It has always resounded deep within me, that life is a very serious thing. So from the point in my life when I first was considering having children, I have always endeavored to be intentional. To be consistently intentional in life is a struggle because life is also filled with unpredictable chaos. A quote from Charlotte Mason highlights that balance of chaos versus control. “No other part of the world’s work is of such supreme difficulty, delicacy and importance, as that of parents in the right bringing up of their children.”
Taking great care and trying to find the right path for my family has brought me to meet Charlotte Mason and increasingly admire her principled life. I love that she based her principles on Scripture and her time spent with children.
I went to college with interests in languages, culture, architecture, writing, math and many other things. I couldn’t really narrow down what i most was interested in and ended up deciding that, for me, it would be better to get started having kids and teaching them what i already knew (without student loans) than it would be to get narrowed down to career level (with loans and no longer afford to be at home).
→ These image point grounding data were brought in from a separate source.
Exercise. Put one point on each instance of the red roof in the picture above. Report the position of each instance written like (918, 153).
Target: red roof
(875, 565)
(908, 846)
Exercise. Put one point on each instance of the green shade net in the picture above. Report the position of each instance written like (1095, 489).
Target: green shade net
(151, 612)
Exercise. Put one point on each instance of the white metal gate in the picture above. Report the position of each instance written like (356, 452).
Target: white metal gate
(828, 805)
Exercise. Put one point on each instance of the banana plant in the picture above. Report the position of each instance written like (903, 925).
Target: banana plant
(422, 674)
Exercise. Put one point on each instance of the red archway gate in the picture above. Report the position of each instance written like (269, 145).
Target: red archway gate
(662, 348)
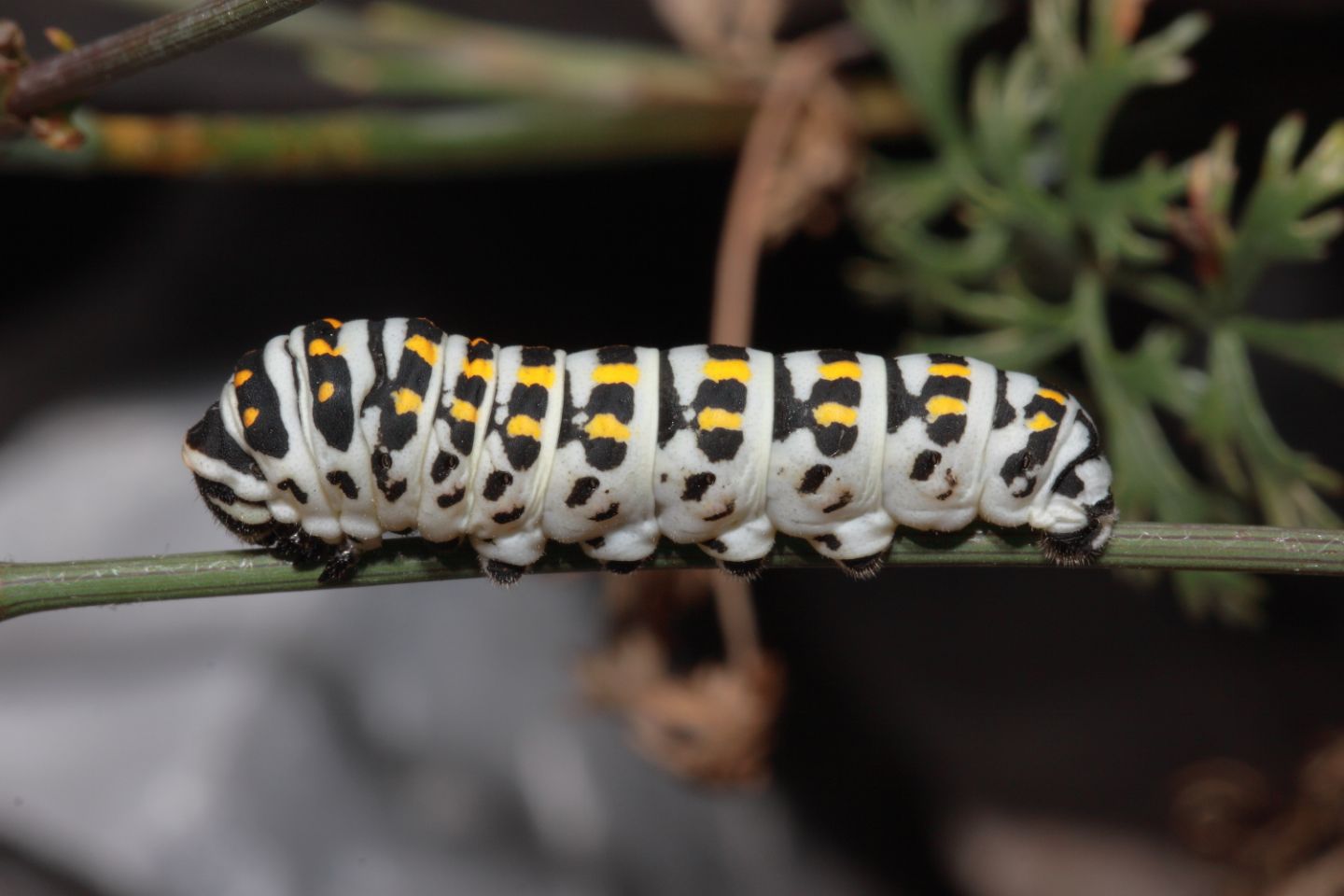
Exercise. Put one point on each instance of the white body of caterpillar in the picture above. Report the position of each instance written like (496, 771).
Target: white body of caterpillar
(338, 433)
So my varied interests and my husband’s varied interests have led us into many adventures. We live on 5 acres with 3 children. We have had cows, goats, sheep, pigs, chickens, guinea fowl, and rabbits living alongside us at different times over the years. And when it came to educating our children, I felt called to walk closely with them through life, educating ourselves together side-by-side. “Self-education is the only possible education, the rest is mere veneer on the surface of a child’s nature.” We, as parents, want to have a deep impact on our children, don’t we? But teaching is *not* molding them to a shape we want or trying to paint over their flaws. Teaching them is introducing them to ideas and letting them be educated by the Holy Spirit. So my interest in Loft and Field is in finding and collaborating with like-minded parents to lead our children to a full smorgasbord of living ideas and living books. We can cheer one another along on this journey of education that truly never ends… and so must be wide and deep and varied. Let it be based on life. Life in its chaos and seriousness and also it’s joy and the habits we choose.
“The only vital method of education appears to be that children should read worthy books, many worthy books.”
“Give your child a single valuable idea, and you gave done more for his education than if you had laid upon his mind the burden of bushels of information.”
Ok, I will stop quoting Charlotte now because if you are reading this, I know you’ll be wanting to come, meet with us and read her volumes.